Emerging models predicted a 20% excess in mortality in the oncology population as a result of delays in diagnosis and treatment during this pandemic [35]. As it will take a considerable amount of time to resume full capacity following the pandemic and as at the time of its outbreak, nobody could have predicted its duration, it is plausible that treatment delays and modifications were present also after October 2020, although we were not able to identify published studies.

The present meta-analysis suffers from some limitations due to the methods of analysis, including the attribution of an observation to one of the five periods based only on its beginning date and the need to impute the number of daily events when it was not reported.
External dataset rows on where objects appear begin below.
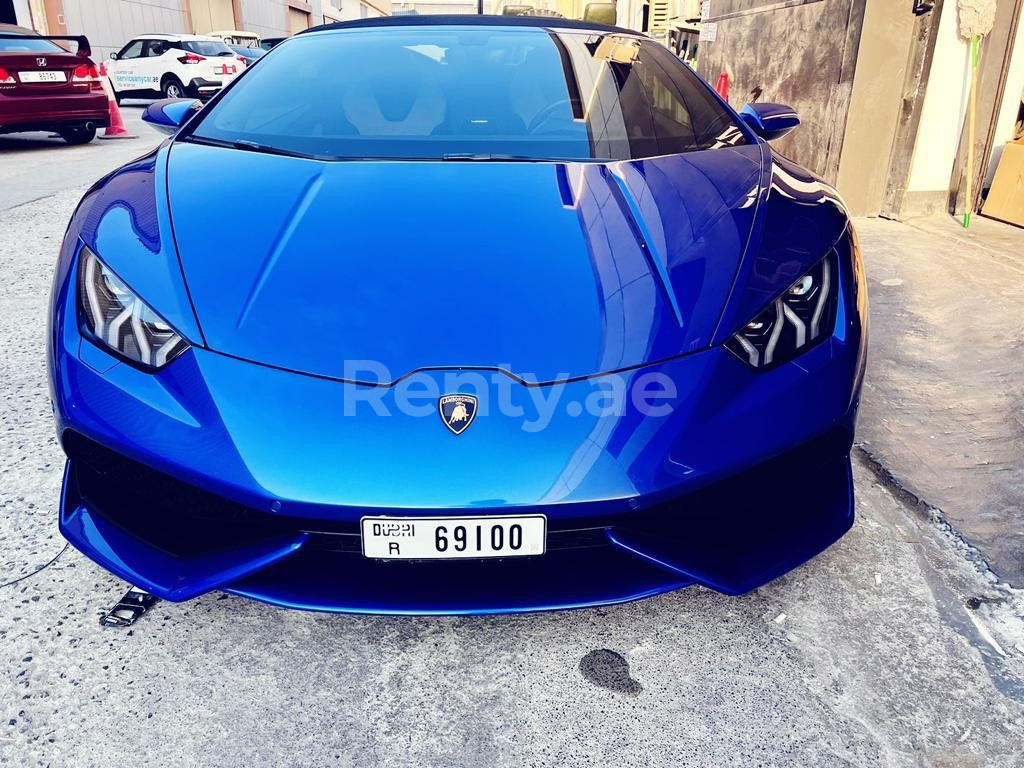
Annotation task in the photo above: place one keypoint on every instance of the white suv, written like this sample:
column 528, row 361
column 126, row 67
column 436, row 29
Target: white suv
column 172, row 67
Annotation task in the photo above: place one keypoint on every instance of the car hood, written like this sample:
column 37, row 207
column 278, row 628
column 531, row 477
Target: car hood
column 371, row 270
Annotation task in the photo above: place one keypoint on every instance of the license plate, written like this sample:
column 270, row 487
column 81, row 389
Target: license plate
column 42, row 77
column 452, row 538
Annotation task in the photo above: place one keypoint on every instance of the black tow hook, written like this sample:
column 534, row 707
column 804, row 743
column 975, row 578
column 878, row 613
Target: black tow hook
column 128, row 608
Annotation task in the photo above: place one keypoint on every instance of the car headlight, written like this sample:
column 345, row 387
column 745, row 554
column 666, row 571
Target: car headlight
column 802, row 316
column 115, row 317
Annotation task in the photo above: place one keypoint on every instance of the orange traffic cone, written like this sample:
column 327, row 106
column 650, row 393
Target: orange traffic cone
column 117, row 127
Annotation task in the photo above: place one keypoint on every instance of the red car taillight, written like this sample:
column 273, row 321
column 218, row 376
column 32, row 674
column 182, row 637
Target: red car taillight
column 87, row 74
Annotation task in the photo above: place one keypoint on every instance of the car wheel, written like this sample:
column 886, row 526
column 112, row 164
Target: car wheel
column 173, row 88
column 78, row 135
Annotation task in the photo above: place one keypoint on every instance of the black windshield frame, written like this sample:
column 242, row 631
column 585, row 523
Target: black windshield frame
column 684, row 86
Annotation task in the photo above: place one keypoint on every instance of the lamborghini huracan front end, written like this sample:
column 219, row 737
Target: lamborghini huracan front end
column 433, row 377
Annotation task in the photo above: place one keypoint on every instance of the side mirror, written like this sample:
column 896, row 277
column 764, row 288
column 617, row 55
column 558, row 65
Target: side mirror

No evidence of publication bias either qualitatively according to the funnel plot asymmetry or quantitatively according to the Egger’s regression (p-values = 0.5 for overall treatment, 0.88 for surgical treatment, and 0.99 for medical treatment) test was identified.

5. Conclusions

In conclusion, the COVID-19 pandemic was one of the greatest public health crises to affect the management and services for oncological patients, including the inability to receive appropriate medical and surgical treatments. In the current meta-analysis, we quantified the decrease in cancer treatments, its temporal trend, and its characteristics by geographical area and cancer type. Furthermore, our study showed a smaller decline in medical treatments compared to surgical treatments. Due to therapeutic delays and the possible worsening of the tumor stage, an increase in cancer mortality is likely to occur and studies will be needed to evaluate this trend. The COVID-19 pandemic has created a large cohort of patients treated with therapeutic schemes different from those in the pre-pandemic period; it is therefore appropriate to correlate these immediate effects with the long-term oncologic outcomes of these patients. Future national, local, and institutional guidelines on cancer care will need to consider the decrease in treatments during the COVID-19 pandemic in order to lessen the likely impact this will have on short- and long-term mortality.